The problems resulting from a “meetings as a tool approach” (Schwartzman, 1989) are twofold. On the one hand, it seems to ignore that, by bringing different and specialised expertise together, meetings induce social, cognitive and technical challenges. Those challenges, including the sharing of specialised knowledge and harsh negotiations between actors defending institutional interests and professional jurisdictions, make meetings conflicting and problematic arenas (Cohen, March, & Olsen, 1972). On the other, when conceived as rational means to reach external objectives, meetings often appear as disappointing and pointless. Based on this observation, Schwartzman (1989) proposed to stop seeing meeting as part of larger processes as decision-making (as a tool), to focus on what meetings actually do to the organisation or social context in which they take place (i.e. to consider meetings as a topic).

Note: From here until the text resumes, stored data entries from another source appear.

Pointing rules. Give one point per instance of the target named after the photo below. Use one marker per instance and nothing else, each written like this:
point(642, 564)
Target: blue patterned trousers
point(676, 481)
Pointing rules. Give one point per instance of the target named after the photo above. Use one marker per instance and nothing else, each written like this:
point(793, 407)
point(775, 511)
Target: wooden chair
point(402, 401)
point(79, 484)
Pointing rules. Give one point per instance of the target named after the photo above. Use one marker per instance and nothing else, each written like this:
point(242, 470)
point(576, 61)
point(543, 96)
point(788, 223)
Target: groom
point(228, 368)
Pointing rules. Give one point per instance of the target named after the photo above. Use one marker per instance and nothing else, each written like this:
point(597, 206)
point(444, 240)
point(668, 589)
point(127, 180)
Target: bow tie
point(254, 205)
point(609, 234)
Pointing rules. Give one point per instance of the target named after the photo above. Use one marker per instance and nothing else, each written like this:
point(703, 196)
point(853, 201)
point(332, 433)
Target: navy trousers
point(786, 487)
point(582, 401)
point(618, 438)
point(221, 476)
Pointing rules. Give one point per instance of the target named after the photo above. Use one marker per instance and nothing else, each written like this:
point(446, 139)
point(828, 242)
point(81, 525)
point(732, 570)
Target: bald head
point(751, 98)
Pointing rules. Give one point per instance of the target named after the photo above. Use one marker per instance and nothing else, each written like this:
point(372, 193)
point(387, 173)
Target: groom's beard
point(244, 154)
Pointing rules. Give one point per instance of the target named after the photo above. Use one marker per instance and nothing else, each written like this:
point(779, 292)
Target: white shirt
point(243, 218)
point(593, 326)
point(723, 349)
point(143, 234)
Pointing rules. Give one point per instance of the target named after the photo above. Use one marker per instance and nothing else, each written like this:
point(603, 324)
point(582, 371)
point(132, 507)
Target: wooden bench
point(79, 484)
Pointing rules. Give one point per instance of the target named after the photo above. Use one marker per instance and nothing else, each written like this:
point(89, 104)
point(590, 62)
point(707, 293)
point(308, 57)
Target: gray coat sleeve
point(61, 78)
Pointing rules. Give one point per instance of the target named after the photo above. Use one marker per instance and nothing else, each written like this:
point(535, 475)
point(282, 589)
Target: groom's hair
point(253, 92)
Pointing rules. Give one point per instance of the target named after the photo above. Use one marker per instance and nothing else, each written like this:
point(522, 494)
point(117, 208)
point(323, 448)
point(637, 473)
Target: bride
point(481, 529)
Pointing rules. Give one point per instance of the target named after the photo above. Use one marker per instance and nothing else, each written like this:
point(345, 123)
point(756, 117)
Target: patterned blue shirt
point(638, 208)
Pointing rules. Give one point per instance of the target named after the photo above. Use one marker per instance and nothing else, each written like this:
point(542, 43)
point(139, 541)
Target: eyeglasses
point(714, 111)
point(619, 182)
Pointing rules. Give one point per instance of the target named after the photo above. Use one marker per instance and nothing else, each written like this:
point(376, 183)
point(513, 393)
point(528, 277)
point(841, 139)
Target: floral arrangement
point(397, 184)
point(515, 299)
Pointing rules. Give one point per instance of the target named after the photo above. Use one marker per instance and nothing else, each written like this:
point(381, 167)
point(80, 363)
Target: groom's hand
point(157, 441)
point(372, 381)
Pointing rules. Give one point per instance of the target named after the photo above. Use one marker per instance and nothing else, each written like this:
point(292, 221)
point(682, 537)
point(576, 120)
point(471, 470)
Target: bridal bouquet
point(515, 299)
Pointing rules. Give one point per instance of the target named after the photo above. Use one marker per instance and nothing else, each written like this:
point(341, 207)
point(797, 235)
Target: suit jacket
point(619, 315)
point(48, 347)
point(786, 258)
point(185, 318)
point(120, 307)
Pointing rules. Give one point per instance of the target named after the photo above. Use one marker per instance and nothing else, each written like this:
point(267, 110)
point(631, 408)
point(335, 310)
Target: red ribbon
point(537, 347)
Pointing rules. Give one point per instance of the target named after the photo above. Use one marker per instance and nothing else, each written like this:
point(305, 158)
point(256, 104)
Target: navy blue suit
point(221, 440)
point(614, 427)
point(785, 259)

By drawing on Schwartzman’s invitation to make meetings a research topic, we propose to ask the question of what inter-organisational and interinstitutional meetings actually did to the Belgian mental health care reform. We suggest addressing that question by relying on a conception of policy-making as a practice of a special kind (R Freeman, Griggs, & Boaz, 2011). This conception insists on the role played by policy practices as meeting and talks in determining policy objectives and creating groups supporting them. Accordingly, we will focus on social actions and interactions unfolding through meetings and talks, to see how they use and produce knowledge, instruments and relationships both embodying and reshaping their environment.

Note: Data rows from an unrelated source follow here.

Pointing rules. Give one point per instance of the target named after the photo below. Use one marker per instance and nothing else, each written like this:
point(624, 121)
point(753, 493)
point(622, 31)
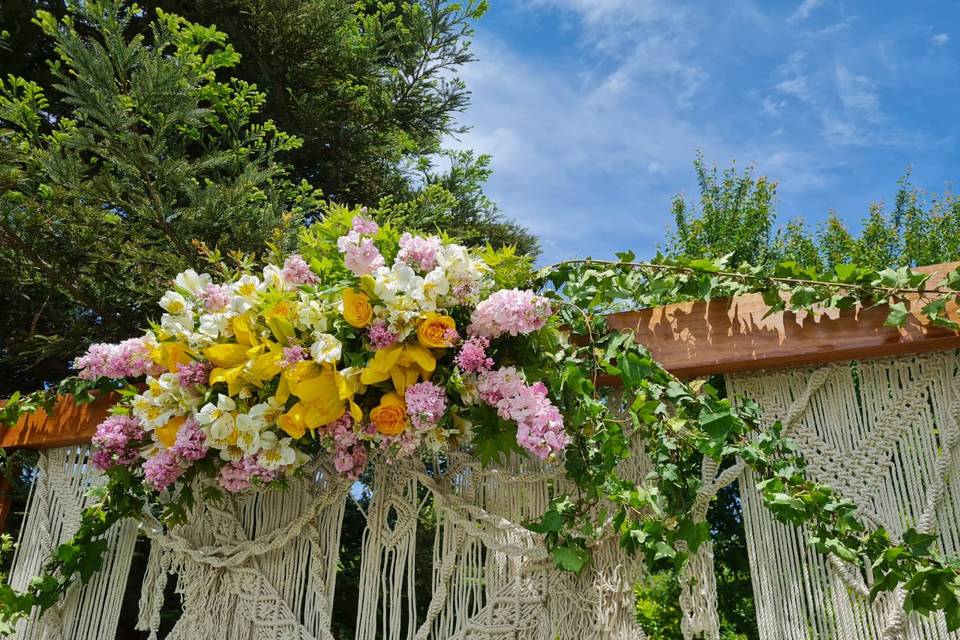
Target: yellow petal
point(373, 376)
point(265, 366)
point(167, 434)
point(283, 391)
point(421, 356)
point(403, 377)
point(355, 412)
point(233, 376)
point(292, 421)
point(241, 330)
point(322, 412)
point(226, 355)
point(386, 359)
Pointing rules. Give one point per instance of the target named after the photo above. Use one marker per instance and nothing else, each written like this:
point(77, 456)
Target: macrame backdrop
point(884, 434)
point(57, 497)
point(263, 566)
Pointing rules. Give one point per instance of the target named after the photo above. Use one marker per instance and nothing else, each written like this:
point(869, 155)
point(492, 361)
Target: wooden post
point(690, 339)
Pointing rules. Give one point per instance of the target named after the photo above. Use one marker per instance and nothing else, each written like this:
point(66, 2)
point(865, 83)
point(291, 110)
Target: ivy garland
point(678, 423)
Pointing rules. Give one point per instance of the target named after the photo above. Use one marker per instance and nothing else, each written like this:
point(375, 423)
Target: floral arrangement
point(249, 377)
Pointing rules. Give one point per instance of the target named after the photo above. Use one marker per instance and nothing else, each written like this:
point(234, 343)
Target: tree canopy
point(130, 134)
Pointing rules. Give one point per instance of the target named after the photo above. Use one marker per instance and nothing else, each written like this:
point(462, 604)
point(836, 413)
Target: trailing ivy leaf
point(898, 315)
point(571, 556)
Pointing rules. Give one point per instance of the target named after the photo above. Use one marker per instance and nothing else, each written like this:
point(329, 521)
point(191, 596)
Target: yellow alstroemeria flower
point(348, 382)
point(171, 355)
point(319, 392)
point(401, 363)
point(167, 434)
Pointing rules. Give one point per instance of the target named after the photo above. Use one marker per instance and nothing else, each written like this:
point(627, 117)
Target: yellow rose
point(390, 418)
point(357, 310)
point(167, 434)
point(434, 330)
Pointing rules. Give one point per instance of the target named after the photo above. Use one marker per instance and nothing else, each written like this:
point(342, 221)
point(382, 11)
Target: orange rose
point(357, 310)
point(167, 434)
point(390, 418)
point(434, 330)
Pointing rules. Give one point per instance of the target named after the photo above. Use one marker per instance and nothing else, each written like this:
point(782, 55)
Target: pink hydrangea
point(426, 403)
point(116, 441)
point(464, 291)
point(162, 470)
point(380, 335)
point(361, 256)
point(239, 475)
point(539, 423)
point(472, 357)
point(193, 374)
point(293, 355)
point(350, 456)
point(297, 271)
point(129, 359)
point(191, 443)
point(364, 226)
point(509, 311)
point(419, 252)
point(216, 297)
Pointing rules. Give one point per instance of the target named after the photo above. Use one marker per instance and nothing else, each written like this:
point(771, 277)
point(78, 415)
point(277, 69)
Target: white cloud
point(857, 94)
point(804, 10)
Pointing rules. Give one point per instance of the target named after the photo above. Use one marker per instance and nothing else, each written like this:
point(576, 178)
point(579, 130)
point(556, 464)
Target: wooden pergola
point(690, 339)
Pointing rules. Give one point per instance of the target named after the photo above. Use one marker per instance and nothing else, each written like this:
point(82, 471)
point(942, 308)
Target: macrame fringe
point(57, 498)
point(885, 435)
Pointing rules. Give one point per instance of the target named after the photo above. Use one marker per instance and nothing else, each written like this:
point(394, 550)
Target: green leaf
point(898, 315)
point(570, 557)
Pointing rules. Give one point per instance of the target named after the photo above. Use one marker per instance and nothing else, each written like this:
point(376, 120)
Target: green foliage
point(737, 213)
point(100, 206)
point(737, 217)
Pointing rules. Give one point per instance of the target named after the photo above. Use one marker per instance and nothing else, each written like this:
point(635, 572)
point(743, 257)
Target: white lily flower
point(175, 303)
point(192, 281)
point(217, 418)
point(326, 349)
point(275, 453)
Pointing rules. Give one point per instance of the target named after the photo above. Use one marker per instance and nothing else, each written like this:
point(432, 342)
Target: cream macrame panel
point(885, 435)
point(263, 566)
point(56, 500)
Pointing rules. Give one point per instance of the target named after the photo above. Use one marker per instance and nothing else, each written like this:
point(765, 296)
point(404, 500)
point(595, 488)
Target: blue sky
point(593, 110)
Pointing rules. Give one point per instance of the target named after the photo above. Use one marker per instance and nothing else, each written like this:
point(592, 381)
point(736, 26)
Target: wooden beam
point(690, 339)
point(67, 424)
point(694, 339)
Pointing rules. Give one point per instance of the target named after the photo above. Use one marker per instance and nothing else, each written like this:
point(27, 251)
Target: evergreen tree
point(98, 207)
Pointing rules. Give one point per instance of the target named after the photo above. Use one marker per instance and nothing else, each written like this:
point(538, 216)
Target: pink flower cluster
point(293, 355)
point(361, 256)
point(380, 335)
point(193, 374)
point(191, 443)
point(216, 297)
point(116, 441)
point(350, 456)
point(426, 403)
point(297, 271)
point(167, 466)
point(509, 311)
point(472, 357)
point(419, 252)
point(162, 470)
point(364, 226)
point(129, 359)
point(239, 475)
point(539, 423)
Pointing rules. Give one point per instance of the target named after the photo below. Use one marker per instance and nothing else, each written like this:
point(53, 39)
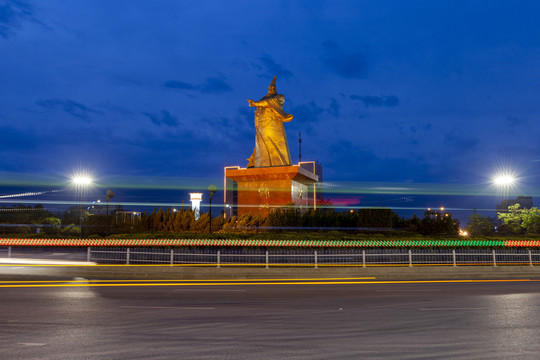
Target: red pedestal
point(258, 190)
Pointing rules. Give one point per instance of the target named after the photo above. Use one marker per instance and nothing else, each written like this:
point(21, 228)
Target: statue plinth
point(257, 191)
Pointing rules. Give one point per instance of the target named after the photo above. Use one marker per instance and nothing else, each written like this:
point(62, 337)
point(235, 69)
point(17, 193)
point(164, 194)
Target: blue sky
point(383, 91)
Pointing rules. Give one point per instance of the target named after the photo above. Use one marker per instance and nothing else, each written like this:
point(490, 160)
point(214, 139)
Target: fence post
point(363, 257)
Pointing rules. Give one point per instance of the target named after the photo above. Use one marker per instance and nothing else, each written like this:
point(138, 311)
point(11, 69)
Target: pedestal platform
point(256, 191)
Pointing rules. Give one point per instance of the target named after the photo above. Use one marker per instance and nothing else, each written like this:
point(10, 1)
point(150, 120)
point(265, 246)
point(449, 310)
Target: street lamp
point(504, 181)
point(81, 183)
point(211, 191)
point(108, 196)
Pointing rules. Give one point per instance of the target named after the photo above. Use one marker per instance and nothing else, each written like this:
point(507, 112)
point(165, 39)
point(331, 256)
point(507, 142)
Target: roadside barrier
point(271, 243)
point(260, 257)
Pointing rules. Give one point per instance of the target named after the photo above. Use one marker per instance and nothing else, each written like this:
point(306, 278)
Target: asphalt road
point(125, 320)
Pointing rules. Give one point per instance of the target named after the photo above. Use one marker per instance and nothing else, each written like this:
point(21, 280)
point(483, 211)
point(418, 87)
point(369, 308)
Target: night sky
point(404, 92)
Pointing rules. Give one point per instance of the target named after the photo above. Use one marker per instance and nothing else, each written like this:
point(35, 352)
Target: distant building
point(127, 217)
point(315, 190)
point(525, 202)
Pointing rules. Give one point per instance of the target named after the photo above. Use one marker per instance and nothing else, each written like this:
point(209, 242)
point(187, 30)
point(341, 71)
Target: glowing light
point(504, 180)
point(82, 180)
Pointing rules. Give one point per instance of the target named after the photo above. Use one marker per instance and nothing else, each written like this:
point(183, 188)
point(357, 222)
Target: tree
point(479, 225)
point(518, 221)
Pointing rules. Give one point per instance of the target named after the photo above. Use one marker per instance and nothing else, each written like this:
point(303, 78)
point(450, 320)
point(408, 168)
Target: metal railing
point(5, 251)
point(219, 257)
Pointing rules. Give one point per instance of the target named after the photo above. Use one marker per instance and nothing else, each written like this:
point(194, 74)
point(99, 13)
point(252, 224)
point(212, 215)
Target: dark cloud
point(306, 115)
point(215, 86)
point(163, 118)
point(459, 142)
point(270, 68)
point(16, 139)
point(334, 107)
point(210, 86)
point(180, 85)
point(350, 65)
point(515, 121)
point(375, 168)
point(11, 15)
point(71, 107)
point(377, 101)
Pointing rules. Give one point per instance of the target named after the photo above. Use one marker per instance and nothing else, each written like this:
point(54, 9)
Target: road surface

Finally, by inviting us to bracket the explicit objectives of the observed meetings (e.g. providing policymakers with an operational definition of care functions included in the proposed community model), this approach will enable us to see what inter-organisational and interinstitutional meetings actually do to policy reforms. That is, generating performances (Goffman, 1959) supporting collective enactments of new social and professional roles and artefacts that (re) constitute the meaning of the reform and the associated social system. Viewing meeting as a concrete policy practice thus helps to stress that they contribute to durable and deep change in their social environment, precisely by generating talks that largely exceed/displace their explicit mandate.